Logstash refference condition

well let me tell you my case so i can simplify everything so I have 2 csv files reference_1.csv and reference_2.csv
plus the one I am indexing

I have 2 fields test1 and test2

test1 has {
"test1_ID": "123"
etc
}

test2 is
test2{
"test2_name": "name"
etc
}
the reference_2.csv has
test1_id test2_name Description code_name
12 name1 xxxx xxxx
12 name2 xxxx xxxx
13 name1 xxxx xxxx
13 name2 xxxx xxxx
I want to check if test1_id is available in reference_2 than I reference to it else I reference to reference_1

then I want to use test1_id and test2_name as keys to take code_name
so I get

test1{
"test1_ID": "123"
"code_name": "codename"
etc
}

One way to do this is to transform reference_2.csv into something that a translate filter can use.
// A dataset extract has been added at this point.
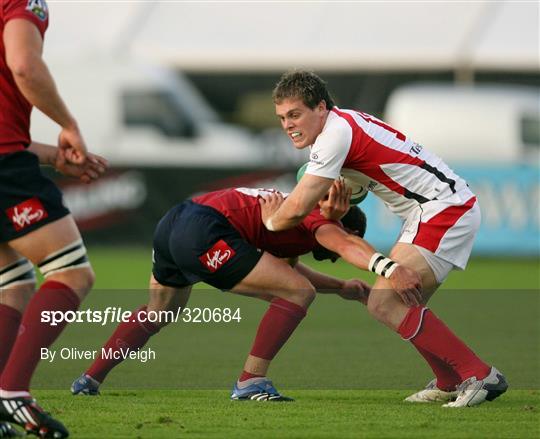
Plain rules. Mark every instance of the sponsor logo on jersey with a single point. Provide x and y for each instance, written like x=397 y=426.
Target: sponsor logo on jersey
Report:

Suppose we start off with

col1,col2,"Other","Stuff"
3,255,Lorem ipsum dolor sit amet,consectetur adipiscing elit
2,256,sed do eiusmod tempor incididunt,ut labore et dolore magna aliqua

and we run it through a configuration like this

input { stdin {} }
filter {
    csv { autodetect_column_names => true target => "object" }
    mutate { rename => { "[object][col2]" => "[key]" } }
}
output { stdout { codec => line { format => '"%{key}": %{object}' } } }

using

/usr/share/logstash/bin/logstash -f /path/to/file.conf --path.settings /etc/logstash < lookup.csv > dictionary.yml

that gets you a file that looks like this

"255": {"Stuff":"consectetur adipiscing elit","Other":"Lorem ipsum dolor sit amet","col1":"3"}
"256": {"Stuff":"ut labore et dolore magna aliqua","Other":"sed do eiusmod tempor incididunt","col1":"2"}

Note that we are not using numeric keys, we are converting them to strings.
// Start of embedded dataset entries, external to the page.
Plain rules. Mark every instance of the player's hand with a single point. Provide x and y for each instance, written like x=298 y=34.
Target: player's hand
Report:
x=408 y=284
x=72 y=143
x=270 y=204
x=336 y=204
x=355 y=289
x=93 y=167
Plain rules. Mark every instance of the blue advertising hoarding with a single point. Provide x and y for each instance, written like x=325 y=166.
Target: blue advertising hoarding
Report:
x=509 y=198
If you then configure a translate filter to use that then it looks up the string "255" (since add_field always adds strings, not integers) and parses the JSON for you

    mutate { add_field => { "key" => 255 } }
    translate { dictionary_path => "/home/user/dictionary.yml" field => "key" destination => "[@metadata][dict]" }
    mutate { add_field => { "stuff" => "%{[@metadata][dict][Stuff]}" } }

results in

 "@metadata" => {
    "dict" => {
        "Other" => "Lorem ipsum dolor sit amet",
         "col1" => "3",
        "Stuff" => "consectetur adipiscing elit"
    }
},
       "key" => "255",
     "stuff" => "consectetur adipiscing elit"

There is another way to do this, which I am still thinking about, but this would work.
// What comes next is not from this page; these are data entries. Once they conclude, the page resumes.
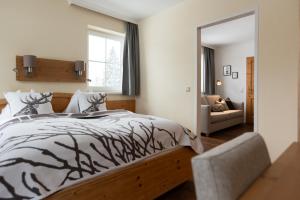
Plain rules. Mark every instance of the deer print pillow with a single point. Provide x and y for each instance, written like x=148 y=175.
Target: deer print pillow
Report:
x=29 y=103
x=92 y=102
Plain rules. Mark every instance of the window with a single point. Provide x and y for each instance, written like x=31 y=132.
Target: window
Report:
x=105 y=60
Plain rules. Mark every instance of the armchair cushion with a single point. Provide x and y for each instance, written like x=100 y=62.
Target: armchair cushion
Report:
x=211 y=99
x=238 y=105
x=204 y=100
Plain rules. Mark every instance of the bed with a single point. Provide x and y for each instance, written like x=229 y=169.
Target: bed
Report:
x=56 y=156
I got a little lost here, is there a way we can use hash of ruby for something simpler because both my test1_ID and test2_name are nested fields and like test1 feild has

test1 {

test_ID
test_before
test_after
}

I want to add a column from the csv file called code_name which has the 2 nested fields test1_ID and test2_name as a key so that the field becomes
test1 {
code_name
test_ID
test_before
test_after
}
and running logstash as a service cannot allow me to enter manual commands everytime

sorry for bothering you much but can you please help me with this problem

If you cannot transform the data into something that a translate filter could use then you could implement all of the logic in ruby.